Increase in early voting implies high interest level

Audrey White

Republicans and Democrats are both certain that record-high early voting totals in Travis County indicate support for their respective party’s candidates, and both are fighting to get voters out to the polls today.

According to Travis County records, about 134,000 people voted early this year, up from 99,000 in the last midterm election in 2006. Usually, about 50 percent of the electorate votes early, so the county is expecting vote totals to reach at least 250,000, said Travis County Clerk Dana DeBeauvoir. Statewide, early voting totals are up 61 percent from 2006, according to records from the Secretary of State.

“We’ve got a hot ticket this year,” DeBeauvoir said. “There are races that are competitive starting right there at the top, and you can mark your way down the ballot with tight races.”

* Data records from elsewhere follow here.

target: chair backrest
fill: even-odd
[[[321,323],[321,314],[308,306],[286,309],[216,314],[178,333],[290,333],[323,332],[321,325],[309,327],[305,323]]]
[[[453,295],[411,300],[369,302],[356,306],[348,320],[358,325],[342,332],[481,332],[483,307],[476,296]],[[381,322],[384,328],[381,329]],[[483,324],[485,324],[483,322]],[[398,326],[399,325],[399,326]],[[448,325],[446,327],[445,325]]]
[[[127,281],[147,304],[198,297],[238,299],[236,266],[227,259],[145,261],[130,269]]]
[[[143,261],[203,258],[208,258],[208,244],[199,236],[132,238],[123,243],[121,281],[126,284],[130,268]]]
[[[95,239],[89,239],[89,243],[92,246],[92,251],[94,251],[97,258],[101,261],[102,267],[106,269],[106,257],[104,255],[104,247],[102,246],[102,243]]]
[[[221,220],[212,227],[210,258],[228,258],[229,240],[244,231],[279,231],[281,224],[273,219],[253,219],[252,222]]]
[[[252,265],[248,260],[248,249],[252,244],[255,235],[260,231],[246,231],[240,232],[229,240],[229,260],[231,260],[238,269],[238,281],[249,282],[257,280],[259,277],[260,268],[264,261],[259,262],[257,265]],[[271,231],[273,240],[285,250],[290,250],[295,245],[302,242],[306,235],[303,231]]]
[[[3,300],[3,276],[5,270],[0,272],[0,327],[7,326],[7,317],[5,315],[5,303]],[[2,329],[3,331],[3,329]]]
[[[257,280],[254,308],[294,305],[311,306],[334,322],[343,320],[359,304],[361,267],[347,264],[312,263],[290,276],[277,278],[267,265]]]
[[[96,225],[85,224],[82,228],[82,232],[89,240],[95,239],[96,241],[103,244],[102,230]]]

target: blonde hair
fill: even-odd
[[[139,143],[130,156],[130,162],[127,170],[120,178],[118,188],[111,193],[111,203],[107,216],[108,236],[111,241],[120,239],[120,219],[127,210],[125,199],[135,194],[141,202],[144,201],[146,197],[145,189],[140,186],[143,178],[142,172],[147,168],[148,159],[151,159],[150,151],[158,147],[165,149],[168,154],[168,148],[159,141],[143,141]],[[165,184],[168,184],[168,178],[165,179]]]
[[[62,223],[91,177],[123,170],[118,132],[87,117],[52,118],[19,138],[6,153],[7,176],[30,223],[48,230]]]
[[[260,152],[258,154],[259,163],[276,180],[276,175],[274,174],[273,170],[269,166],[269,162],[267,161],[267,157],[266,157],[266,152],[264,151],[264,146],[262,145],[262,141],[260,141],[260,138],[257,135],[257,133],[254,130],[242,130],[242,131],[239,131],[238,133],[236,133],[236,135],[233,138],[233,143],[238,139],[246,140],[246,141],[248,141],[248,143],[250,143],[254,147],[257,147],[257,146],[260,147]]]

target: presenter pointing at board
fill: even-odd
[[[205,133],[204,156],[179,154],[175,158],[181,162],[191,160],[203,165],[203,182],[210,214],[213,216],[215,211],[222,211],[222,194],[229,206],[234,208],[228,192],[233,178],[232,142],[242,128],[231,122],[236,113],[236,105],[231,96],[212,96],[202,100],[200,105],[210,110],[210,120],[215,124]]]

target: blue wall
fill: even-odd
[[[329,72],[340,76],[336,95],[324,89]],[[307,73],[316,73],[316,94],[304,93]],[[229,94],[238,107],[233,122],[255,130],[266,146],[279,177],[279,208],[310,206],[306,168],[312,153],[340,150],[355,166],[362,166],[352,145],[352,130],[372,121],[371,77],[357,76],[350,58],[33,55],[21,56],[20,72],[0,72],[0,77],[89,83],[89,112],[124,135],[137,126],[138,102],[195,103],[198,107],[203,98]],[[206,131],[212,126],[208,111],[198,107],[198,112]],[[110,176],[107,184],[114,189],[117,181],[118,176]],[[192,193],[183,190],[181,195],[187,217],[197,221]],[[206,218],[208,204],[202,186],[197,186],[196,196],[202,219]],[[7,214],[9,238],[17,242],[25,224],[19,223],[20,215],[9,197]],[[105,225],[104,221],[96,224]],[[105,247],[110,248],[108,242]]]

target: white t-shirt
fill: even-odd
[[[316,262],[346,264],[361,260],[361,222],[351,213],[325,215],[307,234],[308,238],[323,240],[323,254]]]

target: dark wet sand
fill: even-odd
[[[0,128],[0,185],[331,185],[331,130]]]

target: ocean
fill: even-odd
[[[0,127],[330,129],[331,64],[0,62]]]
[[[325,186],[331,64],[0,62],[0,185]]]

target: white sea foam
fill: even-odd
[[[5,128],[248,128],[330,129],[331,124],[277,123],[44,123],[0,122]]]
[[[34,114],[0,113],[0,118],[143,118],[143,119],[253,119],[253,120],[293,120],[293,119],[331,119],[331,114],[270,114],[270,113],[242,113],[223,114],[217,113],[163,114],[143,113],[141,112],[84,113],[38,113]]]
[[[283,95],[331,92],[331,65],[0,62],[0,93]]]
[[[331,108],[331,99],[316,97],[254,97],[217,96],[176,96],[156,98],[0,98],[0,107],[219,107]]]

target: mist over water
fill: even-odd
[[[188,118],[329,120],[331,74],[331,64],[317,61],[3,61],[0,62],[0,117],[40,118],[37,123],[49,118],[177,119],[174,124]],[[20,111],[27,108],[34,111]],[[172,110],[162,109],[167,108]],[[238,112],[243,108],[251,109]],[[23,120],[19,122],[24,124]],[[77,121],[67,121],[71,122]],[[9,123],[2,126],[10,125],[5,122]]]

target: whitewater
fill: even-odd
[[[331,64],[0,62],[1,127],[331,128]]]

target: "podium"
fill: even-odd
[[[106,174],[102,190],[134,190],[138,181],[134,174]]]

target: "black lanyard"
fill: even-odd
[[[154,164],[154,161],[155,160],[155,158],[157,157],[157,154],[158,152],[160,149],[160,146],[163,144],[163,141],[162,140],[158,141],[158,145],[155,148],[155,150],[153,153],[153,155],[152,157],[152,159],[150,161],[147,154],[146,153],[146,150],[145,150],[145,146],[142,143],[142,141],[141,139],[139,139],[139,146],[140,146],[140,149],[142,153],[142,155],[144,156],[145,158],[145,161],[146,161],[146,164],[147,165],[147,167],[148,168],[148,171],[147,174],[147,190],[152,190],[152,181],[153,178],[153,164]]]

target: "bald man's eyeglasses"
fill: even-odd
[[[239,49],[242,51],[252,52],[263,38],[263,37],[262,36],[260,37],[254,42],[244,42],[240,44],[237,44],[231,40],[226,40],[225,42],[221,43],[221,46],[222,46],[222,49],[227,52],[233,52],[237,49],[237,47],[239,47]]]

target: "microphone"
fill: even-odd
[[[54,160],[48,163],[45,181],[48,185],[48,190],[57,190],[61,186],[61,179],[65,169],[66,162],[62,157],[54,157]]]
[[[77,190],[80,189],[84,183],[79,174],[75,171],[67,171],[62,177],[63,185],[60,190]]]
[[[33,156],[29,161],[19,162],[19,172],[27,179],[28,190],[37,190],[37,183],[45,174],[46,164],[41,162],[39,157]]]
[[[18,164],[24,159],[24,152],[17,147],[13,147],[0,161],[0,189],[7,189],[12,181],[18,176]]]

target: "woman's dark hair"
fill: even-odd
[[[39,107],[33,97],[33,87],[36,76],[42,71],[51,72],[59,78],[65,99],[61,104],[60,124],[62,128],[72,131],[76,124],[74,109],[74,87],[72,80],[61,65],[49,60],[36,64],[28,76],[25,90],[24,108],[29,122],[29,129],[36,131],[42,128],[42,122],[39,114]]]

The Travis County Democratic and Republican parties will both have volunteers working at the county’s 211 voter precincts, as well as phone banking and reaching out to Election Day voters with signs and personal interactions. Polls show incumbent Republican Governor Rick Perry ahead of Democrat Bill White by about 12 points, according to a statewide newspaper poll, but Democratic Party representatives said they are confident the results will favor them.

“Bill White is still within spitting distance, and if folks get out there and vote, Bill White can win. If you want a new governor, go vote for one,” said Katherine Haenschen, the coordinated campaign director for the Travis County Democratic Party.

However, Travis County Republican Party chairman Rosemary Edwards said that the high voter turnout indicates a state-wide frustration with federal politics.

“There has been so much pent-up anxiety about the overreach of the federal government,” Edwards said. “This is clearly a referendum on the Obama administration and his failed policies.”

To handle the higher-than-usual turnout expected at the polls tomorrow, DeBeauvoir said county precincts have ramped up tech support and will have 1,500 paid workers at the polls after meeting a projected 100-person worker shortfall this week.

“We gear up for election day.,” she said. “We’ll send extra troubleshooters to make sure judges have their supplies and everything is running smoothly.”